Statistical analyses
Quantitative variables were summarised as mean ± SD, except those with skewed distributions using measured skewness (Kolmogorov-Smirnov test) that were expressed as medians [interquartile range, IQR]. Categorical variables were expressed as count (percentage). Non-parametric (Jonckheere-Terpstra) tests were used to compare continuous variables between terciles groups of VCAC (VCAC = 0; VCAC 1–3; VCAC ≥ 4) as appropriate. Pearson’s χ² -test was used to compare dichotomous variables.

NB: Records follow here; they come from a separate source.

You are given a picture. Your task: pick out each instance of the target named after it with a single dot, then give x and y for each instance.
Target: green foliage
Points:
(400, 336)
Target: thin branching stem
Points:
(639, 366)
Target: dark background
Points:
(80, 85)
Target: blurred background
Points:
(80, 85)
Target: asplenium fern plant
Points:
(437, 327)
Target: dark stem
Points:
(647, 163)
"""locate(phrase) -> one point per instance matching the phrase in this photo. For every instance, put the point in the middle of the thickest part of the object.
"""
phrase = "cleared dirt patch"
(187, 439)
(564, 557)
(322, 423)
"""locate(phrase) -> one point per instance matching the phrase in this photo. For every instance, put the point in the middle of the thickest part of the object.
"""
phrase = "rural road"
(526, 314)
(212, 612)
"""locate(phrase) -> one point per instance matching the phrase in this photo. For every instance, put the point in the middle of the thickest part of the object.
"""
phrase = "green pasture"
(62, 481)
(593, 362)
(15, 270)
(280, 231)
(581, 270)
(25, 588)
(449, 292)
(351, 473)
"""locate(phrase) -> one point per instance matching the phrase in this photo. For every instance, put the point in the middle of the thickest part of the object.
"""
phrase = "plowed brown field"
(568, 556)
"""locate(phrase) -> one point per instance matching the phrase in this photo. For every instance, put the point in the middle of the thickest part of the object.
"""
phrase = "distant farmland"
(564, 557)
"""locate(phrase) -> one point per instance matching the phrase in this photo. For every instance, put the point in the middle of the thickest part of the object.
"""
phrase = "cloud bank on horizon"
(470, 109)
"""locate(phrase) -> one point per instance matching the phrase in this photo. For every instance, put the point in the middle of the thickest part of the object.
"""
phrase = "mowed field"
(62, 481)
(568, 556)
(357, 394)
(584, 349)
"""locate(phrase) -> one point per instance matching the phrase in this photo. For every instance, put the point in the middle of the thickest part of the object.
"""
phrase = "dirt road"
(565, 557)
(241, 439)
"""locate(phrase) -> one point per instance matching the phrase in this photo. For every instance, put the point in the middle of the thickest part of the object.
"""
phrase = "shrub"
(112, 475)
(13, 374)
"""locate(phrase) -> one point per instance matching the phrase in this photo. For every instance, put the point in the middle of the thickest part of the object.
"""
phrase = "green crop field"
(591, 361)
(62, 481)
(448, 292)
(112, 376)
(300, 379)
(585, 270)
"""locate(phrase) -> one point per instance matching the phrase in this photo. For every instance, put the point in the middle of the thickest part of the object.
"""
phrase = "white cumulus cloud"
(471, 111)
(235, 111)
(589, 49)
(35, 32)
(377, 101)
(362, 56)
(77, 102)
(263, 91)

To estimate the overall accuracy of VCAC score for the diagnosis significant coronary artery stenosis (primary objective) or culprit coronary artery stenosis or ad hoc or ad hoc and delayed PCI (secondary objectives) an empirical receiver-operating characteristic (ROC) curve was built. The area under the ROC curve (AUC) and its 95% CI were estimated using the Mann-Whitney statistic and was compared to 50%. Sensitivity and specificity at optimal threshold were defined using the Youden index. Data are presented after the interpretation of VCAC by the first physician and in the supplementary data after the interpretation of VCAC by the second physician. In addition, the threshold to rule out coronary artery stenoses and PCI, namely a negative predictive value of 100%, is also presented. A sensitivity analysis was performed after exclusion of patients who had a thorax CT performed before or after the index hospital stay. model. AUC were also presented for other variables with usual variables associated with coronary artery stenosis.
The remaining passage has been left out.